Besides IL-4, IL-10 and transforming growth factor-beta (TGF-β) are two other major anti-inflammatory cytokines. We had detected the effects of IL-10 and TGF-β in our MN + Mc coculture system as well as IL-4. We did not observe a neuroprotective effect of TGF-β in the cultures (data not shown). We found that IL-4 had stronger protective effects on motoneurons than IL-10. Like IL-4, IL-10 inhibited iNOS expression and nitric oxide production from microglia (data not shown). However, IL-10 increased microglial release, and also decreased rather than increased IGF-1 release from microglia (data not shown). Further studies are clearly necessary to define the mechanism of IL-10 effects.

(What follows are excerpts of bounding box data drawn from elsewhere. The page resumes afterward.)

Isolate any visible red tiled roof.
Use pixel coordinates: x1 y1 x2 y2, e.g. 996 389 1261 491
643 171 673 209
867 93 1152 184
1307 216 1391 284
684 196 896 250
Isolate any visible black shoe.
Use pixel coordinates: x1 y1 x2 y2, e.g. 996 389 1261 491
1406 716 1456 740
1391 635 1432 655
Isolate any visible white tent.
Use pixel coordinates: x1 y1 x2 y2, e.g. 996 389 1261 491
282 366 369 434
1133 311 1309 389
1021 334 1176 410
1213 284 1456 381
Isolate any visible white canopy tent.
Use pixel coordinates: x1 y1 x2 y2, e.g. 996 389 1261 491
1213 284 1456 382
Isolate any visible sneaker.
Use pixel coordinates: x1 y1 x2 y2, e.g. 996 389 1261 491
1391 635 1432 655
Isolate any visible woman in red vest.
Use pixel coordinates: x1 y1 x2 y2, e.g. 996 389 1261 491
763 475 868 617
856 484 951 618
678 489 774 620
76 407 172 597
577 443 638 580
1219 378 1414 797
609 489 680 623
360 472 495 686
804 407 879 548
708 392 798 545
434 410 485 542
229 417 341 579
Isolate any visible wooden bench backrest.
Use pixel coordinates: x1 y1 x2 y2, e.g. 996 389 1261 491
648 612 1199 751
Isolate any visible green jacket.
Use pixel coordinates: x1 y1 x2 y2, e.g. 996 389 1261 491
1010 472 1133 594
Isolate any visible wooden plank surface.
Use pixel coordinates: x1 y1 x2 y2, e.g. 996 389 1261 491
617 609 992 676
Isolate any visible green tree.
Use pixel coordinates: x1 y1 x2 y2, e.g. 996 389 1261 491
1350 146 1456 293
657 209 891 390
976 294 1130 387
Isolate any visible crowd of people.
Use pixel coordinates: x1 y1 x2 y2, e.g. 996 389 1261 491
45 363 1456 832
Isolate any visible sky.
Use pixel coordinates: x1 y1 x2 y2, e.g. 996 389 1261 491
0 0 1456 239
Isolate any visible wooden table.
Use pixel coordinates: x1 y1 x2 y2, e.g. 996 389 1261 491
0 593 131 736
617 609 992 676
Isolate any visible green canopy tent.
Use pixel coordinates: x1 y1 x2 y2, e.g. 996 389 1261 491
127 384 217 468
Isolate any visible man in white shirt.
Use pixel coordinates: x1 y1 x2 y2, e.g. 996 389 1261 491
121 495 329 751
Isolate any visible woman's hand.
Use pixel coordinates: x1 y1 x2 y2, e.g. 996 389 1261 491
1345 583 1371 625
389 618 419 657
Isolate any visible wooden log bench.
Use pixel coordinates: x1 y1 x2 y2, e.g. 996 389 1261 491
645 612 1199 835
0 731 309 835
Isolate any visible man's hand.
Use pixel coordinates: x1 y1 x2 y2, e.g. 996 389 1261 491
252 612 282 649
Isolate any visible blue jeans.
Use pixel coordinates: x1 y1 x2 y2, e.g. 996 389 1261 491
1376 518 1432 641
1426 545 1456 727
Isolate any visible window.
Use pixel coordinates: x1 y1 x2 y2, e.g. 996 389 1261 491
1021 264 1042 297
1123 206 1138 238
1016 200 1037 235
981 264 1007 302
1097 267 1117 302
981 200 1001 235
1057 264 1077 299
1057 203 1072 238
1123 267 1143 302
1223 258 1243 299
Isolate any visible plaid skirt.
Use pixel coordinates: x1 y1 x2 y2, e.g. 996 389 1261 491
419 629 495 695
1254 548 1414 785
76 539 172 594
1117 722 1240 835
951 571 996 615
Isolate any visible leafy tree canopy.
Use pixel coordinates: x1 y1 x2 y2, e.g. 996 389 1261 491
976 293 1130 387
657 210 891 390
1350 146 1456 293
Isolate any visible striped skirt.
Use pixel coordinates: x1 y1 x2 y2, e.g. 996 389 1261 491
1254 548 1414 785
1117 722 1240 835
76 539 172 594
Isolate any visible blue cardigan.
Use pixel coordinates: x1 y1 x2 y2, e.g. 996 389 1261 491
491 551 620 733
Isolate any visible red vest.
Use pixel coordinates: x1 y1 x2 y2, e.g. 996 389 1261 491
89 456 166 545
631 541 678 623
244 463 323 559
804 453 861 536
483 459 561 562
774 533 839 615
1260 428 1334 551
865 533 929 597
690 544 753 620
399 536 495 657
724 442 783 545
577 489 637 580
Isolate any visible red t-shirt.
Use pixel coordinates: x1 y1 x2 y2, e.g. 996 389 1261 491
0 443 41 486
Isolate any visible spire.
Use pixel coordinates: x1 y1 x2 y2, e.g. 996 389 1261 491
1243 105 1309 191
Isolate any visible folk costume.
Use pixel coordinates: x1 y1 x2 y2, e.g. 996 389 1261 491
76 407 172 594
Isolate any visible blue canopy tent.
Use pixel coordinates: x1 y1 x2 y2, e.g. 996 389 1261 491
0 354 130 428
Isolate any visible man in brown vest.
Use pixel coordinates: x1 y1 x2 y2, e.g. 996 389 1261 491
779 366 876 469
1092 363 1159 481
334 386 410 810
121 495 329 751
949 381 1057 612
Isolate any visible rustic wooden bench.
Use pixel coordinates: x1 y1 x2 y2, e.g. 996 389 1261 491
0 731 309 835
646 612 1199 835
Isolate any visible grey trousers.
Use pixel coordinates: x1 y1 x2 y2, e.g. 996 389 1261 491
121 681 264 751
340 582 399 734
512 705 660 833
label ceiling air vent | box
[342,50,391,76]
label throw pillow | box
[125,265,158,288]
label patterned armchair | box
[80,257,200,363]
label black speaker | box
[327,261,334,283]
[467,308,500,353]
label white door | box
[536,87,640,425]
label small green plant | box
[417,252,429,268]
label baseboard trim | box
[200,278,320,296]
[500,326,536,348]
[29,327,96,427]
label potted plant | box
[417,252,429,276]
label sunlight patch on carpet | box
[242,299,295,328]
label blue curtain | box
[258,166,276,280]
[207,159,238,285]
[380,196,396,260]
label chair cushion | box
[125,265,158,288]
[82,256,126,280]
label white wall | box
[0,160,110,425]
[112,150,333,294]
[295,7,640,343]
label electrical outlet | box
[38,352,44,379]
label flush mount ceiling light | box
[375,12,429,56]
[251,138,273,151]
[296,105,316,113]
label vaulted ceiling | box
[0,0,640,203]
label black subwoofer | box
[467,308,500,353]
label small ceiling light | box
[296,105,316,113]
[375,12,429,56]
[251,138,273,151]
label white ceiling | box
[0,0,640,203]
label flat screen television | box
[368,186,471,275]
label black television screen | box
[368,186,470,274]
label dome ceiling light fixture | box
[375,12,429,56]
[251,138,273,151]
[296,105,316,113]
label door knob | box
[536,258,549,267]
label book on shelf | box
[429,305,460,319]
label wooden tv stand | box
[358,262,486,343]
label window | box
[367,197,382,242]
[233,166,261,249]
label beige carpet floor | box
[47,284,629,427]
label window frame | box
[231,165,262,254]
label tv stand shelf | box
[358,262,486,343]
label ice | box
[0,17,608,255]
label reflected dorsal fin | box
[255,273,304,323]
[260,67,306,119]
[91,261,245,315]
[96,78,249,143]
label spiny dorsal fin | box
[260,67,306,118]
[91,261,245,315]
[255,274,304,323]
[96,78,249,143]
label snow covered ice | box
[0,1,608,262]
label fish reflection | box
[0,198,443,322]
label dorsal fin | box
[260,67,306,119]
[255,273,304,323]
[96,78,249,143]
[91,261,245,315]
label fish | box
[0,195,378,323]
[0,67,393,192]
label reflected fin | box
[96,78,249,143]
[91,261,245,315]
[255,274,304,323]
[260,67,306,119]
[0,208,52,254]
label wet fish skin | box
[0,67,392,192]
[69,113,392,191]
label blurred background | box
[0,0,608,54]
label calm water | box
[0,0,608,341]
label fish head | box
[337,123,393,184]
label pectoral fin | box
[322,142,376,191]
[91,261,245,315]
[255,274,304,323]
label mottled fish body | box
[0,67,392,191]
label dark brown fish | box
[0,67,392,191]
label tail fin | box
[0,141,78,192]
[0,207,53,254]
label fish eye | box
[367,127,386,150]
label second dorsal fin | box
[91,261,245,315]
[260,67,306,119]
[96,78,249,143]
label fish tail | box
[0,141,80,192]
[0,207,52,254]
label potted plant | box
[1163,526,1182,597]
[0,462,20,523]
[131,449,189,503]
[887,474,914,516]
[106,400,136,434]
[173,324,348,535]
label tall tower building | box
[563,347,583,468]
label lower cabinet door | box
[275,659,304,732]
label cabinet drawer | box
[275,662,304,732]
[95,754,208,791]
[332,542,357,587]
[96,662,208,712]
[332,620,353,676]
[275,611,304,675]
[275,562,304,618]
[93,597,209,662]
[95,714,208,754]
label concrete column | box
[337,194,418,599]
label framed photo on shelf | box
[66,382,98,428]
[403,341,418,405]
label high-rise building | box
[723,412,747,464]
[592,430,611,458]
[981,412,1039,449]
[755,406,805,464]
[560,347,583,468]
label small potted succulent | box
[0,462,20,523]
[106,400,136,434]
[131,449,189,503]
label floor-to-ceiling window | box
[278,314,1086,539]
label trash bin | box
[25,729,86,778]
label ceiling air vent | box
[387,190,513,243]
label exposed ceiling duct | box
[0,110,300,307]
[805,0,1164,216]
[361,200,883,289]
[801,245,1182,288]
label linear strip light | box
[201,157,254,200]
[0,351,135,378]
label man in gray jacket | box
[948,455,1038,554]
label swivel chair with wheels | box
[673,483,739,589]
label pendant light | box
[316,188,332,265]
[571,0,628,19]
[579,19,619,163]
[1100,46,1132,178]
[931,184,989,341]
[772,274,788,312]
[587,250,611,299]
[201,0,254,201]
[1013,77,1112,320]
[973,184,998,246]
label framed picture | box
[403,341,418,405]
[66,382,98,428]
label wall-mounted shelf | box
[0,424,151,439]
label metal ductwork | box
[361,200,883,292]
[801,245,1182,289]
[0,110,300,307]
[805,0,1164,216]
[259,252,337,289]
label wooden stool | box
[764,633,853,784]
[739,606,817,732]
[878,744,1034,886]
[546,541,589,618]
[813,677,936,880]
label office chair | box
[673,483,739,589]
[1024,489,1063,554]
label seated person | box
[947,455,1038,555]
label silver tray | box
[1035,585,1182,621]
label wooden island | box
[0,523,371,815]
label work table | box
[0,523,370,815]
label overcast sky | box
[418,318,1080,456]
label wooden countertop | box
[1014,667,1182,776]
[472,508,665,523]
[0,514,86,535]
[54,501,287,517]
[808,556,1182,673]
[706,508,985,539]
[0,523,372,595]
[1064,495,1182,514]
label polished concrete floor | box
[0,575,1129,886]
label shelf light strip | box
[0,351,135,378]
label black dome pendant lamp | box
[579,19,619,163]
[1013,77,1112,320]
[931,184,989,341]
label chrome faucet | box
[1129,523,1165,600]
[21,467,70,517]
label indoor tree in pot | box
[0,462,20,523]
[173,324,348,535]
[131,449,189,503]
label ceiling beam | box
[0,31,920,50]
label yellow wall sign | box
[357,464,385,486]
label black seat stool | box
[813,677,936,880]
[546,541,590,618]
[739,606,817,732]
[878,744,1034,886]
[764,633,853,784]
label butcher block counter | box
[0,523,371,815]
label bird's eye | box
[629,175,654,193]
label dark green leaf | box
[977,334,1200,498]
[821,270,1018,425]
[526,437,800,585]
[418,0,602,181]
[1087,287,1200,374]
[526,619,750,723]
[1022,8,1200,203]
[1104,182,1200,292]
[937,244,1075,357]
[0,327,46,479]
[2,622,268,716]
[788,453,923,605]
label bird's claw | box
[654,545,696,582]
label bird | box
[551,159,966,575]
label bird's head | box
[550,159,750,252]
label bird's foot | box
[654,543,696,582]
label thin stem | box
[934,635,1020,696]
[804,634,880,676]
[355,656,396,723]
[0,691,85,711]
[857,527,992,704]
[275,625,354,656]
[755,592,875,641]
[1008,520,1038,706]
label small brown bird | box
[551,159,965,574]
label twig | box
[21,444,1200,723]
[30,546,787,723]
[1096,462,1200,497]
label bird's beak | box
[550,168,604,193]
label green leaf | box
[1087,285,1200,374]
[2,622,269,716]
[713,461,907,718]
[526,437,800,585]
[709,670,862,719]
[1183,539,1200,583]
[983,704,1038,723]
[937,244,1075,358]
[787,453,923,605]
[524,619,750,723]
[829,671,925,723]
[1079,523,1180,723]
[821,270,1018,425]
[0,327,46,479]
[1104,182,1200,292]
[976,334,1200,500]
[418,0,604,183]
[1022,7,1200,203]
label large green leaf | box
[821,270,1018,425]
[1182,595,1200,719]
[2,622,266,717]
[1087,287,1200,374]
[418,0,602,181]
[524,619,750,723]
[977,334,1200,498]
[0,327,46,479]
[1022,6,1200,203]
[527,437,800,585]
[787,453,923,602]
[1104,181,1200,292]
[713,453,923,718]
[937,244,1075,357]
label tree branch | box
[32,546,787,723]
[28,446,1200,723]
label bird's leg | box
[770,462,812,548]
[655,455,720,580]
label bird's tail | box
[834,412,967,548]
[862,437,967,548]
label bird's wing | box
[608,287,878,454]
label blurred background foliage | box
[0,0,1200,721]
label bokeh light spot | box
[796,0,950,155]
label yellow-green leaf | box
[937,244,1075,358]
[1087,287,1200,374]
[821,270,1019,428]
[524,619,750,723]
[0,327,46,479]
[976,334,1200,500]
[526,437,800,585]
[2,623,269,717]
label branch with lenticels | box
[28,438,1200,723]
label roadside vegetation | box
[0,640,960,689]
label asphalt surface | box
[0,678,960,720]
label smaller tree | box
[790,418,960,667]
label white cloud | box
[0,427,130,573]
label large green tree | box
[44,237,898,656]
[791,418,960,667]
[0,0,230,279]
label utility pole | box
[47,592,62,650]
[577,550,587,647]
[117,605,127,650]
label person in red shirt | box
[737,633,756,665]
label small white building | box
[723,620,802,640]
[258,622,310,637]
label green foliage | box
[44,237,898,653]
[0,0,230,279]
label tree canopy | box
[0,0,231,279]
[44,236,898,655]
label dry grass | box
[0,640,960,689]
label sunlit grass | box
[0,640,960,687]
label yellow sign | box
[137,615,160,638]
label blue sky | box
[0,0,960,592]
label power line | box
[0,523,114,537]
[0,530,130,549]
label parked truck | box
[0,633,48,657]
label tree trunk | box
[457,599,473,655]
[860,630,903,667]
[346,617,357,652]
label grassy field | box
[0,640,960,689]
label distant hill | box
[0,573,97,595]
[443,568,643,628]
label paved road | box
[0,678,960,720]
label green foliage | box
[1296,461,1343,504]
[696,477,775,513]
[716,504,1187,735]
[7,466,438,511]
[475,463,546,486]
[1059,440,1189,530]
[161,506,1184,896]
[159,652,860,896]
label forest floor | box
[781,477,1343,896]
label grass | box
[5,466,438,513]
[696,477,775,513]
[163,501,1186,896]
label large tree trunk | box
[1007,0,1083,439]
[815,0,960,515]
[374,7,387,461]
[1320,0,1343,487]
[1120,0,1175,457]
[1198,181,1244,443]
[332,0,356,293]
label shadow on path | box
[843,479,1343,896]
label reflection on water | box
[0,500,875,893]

One potential source of the neuroprotective signal, IL-4, is Th2 lymphocytes. Recent in vivo studies have shown that T-cell immunomodulation may be neuroprotective in models of neurodegenerative diseases. Angelov et al. (2003) reported that glatiramer acetate, a polypeptide which can activate a wide range of self-reactive T cells, was neuroprotective in a transgenic model of ALS. In a Parkinson's disease model, adoptive transfer of splenocytes from mice immunized with glatiramer acetate significantly protected nigrostriatal neurons against MPTP-induced neurodegeneration (Benner et al. 2004). Furthermore, CD4+ T cells have been documented to enhance facial motoneuron survival after facial nerve injury (Byram et al. 2004; Jones et al. 2005). However, these studies did not examine which protective signals are involved in the beneficial mechanisms in the neurodegenerative models. Our present data suggest that IL-4 may be one of the significant signals in T-cell-mediated neuroprotection. Accordingly, immunological strategies to increase the presence of Th2 lymphocytes and the release of IL-4 would be a promising direction for treatment of neurodegenerative disorders. In the present study, the results are related to the effects of lipopolysaccharide, but most stress conditions in neurodegenerative diseases are not due to the presence of lipopolysaccharide. We could not exclude that different subsets of microglia cells activated by other stimuli might be involved in neurodegenerative diseases. In vivo studies will clearly be required to determine whether IL-4 achieves neuroprotection by mitigating the neurotoxic effects of microglia.